There was a silence. Pascal stared at him.

“You took her off this story last night?”

“I most certainly did. And in the end, she agreed. She argued first, of course—in fact, she was fucking rude to me, but never mind that.” Jenkins gave him a small gleaming look. “Gini’s never liked me, I’m afraid. She accused me of bowing to pressure from outside, from our dear proprietor Melrose, and Melrose’s friend, the ambassador.” He paused, eyeing Pascal. “I told her I was killing this story, so I suppose she had some justification.”

“And
are
you killing this story?”

“No, Pascal. I’m not.”

He rose, moved across to the large plate-glass windows, looked out thoughtfully for a while, then turned back. The light winked against his spectacles. He gave Pascal a sharp look. “Gini seems to think I’m a pushover. Some kind of poodle. Well, she’ll learn in due course. You don’t get where I’ve gotten by being weak. And you don’t advance your career long-term by bowing and scraping when some boring old fart like Melrose snaps his fingers. What you do is, you smile, and you say
yes, Lord Melrose, of course, Lord Melrose
—and then you carry right on. Only you take a more devious approach. Save the direct confrontation for when it really counts….” He smiled. “Like, about fifteen seconds before the presses start rolling. Or even later, when the papers actually hit the streets. That way, if the story’s good enough, he doesn’t dare to fire you. And if he does, you’re still a hero, the fearless editor.” He grinned suddenly, “Eat shit, Melrose, because I’ve got five other job offers. That’s my general approach.”

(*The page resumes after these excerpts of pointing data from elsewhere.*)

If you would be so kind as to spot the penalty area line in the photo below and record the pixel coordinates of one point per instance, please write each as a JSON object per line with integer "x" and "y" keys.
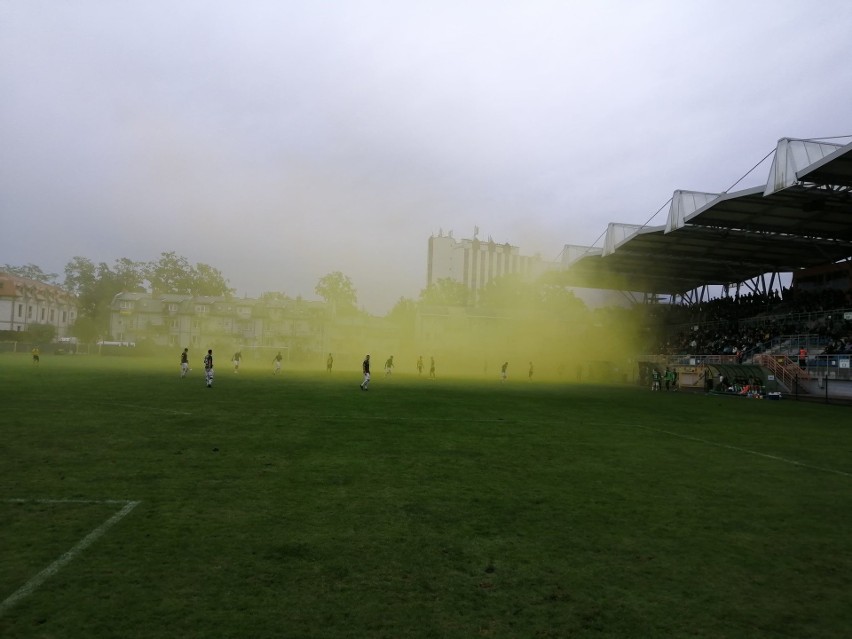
{"x": 792, "y": 462}
{"x": 30, "y": 587}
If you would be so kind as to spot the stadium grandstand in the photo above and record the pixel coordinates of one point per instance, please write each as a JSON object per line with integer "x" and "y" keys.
{"x": 744, "y": 289}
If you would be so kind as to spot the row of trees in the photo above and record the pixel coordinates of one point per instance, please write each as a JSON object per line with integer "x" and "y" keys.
{"x": 95, "y": 286}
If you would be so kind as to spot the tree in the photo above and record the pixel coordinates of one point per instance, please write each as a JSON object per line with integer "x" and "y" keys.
{"x": 31, "y": 271}
{"x": 207, "y": 280}
{"x": 80, "y": 275}
{"x": 173, "y": 273}
{"x": 338, "y": 291}
{"x": 445, "y": 292}
{"x": 85, "y": 329}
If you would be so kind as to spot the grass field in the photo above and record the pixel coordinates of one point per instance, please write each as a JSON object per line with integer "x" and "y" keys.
{"x": 136, "y": 504}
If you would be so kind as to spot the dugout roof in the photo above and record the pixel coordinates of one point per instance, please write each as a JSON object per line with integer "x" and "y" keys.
{"x": 801, "y": 218}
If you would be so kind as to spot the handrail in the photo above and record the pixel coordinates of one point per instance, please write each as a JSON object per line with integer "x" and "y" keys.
{"x": 785, "y": 370}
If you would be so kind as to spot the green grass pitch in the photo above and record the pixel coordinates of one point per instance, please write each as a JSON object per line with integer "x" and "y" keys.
{"x": 299, "y": 506}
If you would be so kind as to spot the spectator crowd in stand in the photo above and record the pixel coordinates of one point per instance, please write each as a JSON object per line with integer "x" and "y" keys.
{"x": 747, "y": 324}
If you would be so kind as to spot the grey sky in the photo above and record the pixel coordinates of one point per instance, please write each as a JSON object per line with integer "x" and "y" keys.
{"x": 279, "y": 141}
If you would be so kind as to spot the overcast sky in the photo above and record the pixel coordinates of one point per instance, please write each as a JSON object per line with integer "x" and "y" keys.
{"x": 279, "y": 141}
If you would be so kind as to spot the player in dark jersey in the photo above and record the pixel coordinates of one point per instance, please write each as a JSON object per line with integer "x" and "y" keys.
{"x": 365, "y": 368}
{"x": 208, "y": 368}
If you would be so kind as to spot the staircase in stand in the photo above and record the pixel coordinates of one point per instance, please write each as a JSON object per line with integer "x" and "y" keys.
{"x": 786, "y": 371}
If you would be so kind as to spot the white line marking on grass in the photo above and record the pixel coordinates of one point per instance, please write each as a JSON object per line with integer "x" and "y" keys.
{"x": 29, "y": 587}
{"x": 746, "y": 450}
{"x": 151, "y": 408}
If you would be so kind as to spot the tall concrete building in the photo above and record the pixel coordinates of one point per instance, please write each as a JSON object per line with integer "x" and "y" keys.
{"x": 475, "y": 262}
{"x": 25, "y": 303}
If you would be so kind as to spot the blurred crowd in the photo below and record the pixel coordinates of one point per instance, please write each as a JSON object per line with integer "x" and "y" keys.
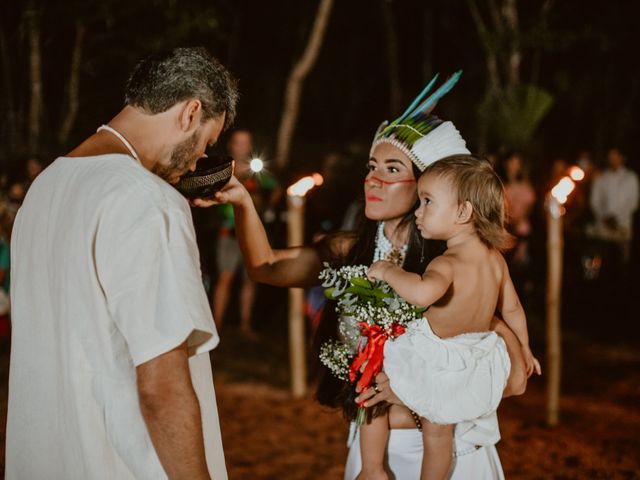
{"x": 599, "y": 220}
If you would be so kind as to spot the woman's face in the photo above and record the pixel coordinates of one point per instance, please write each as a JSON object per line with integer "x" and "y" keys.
{"x": 390, "y": 186}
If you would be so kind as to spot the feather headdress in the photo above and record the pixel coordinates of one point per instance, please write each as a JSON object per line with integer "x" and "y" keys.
{"x": 423, "y": 137}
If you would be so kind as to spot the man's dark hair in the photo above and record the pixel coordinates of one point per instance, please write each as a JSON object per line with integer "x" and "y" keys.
{"x": 158, "y": 82}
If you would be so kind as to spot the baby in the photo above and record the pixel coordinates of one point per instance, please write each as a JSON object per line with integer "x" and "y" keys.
{"x": 461, "y": 202}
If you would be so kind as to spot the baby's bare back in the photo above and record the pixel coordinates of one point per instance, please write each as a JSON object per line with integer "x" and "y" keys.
{"x": 471, "y": 301}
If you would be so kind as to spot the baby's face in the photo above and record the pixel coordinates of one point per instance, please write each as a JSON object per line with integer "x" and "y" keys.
{"x": 436, "y": 216}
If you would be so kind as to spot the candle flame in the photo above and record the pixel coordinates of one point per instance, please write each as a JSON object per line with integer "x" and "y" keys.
{"x": 302, "y": 186}
{"x": 576, "y": 173}
{"x": 562, "y": 190}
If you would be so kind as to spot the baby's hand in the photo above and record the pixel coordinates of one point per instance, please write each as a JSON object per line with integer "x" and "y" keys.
{"x": 377, "y": 474}
{"x": 377, "y": 270}
{"x": 531, "y": 362}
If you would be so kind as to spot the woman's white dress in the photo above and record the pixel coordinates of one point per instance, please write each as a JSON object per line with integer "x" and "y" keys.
{"x": 448, "y": 381}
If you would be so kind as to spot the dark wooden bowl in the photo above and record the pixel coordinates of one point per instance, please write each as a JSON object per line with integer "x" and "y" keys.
{"x": 210, "y": 176}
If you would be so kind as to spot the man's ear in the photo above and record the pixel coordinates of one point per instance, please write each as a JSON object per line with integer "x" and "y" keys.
{"x": 465, "y": 212}
{"x": 190, "y": 115}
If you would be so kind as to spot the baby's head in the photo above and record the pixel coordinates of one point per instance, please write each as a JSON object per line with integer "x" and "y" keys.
{"x": 462, "y": 190}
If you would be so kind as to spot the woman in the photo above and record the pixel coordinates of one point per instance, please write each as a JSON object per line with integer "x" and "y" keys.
{"x": 401, "y": 150}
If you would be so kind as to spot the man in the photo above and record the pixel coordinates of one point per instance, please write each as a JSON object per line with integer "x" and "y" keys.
{"x": 614, "y": 199}
{"x": 110, "y": 373}
{"x": 228, "y": 255}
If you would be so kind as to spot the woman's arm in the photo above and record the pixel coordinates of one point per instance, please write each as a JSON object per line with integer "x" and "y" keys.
{"x": 517, "y": 381}
{"x": 291, "y": 267}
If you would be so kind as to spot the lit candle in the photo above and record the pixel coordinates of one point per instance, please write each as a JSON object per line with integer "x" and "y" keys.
{"x": 295, "y": 238}
{"x": 555, "y": 248}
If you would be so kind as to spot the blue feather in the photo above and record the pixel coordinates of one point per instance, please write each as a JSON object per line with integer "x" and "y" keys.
{"x": 425, "y": 90}
{"x": 437, "y": 95}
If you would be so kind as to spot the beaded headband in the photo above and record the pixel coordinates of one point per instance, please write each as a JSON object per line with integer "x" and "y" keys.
{"x": 423, "y": 137}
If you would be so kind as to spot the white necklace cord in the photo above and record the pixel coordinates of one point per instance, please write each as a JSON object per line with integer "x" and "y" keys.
{"x": 120, "y": 137}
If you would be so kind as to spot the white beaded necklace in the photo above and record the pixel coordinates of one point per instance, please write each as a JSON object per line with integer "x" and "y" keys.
{"x": 385, "y": 250}
{"x": 124, "y": 141}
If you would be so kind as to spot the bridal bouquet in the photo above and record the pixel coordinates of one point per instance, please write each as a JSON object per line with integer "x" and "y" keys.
{"x": 380, "y": 314}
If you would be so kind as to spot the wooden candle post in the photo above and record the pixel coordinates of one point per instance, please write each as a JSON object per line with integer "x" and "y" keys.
{"x": 555, "y": 245}
{"x": 295, "y": 238}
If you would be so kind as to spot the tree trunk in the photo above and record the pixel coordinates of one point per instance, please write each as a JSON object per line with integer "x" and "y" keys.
{"x": 35, "y": 68}
{"x": 10, "y": 121}
{"x": 395, "y": 96}
{"x": 294, "y": 85}
{"x": 73, "y": 98}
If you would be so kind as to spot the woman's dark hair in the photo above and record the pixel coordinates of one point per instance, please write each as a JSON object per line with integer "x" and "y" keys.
{"x": 331, "y": 391}
{"x": 158, "y": 82}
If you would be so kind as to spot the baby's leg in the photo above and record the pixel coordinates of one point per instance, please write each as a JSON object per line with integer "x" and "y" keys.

There was a silence. Pascal extinguished one cigarette, then lit another. He said slowly, “I think you’d better bring me up-to-date. Obviously, a lot has been happening that I’ve missed.”

“Oh, a very great deal.” Jenkins gave a knowing smile and returned to his desk. He sat down. He picked up one of the phones on his desk. “Hold all calls for fifteen minutes, Charlotte.
All
calls, you’ve got that?” He replaced the receiver and gave Pascal a long, assessing look. “When did you last get some sleep?” he said. “You look like hell, do you know that?”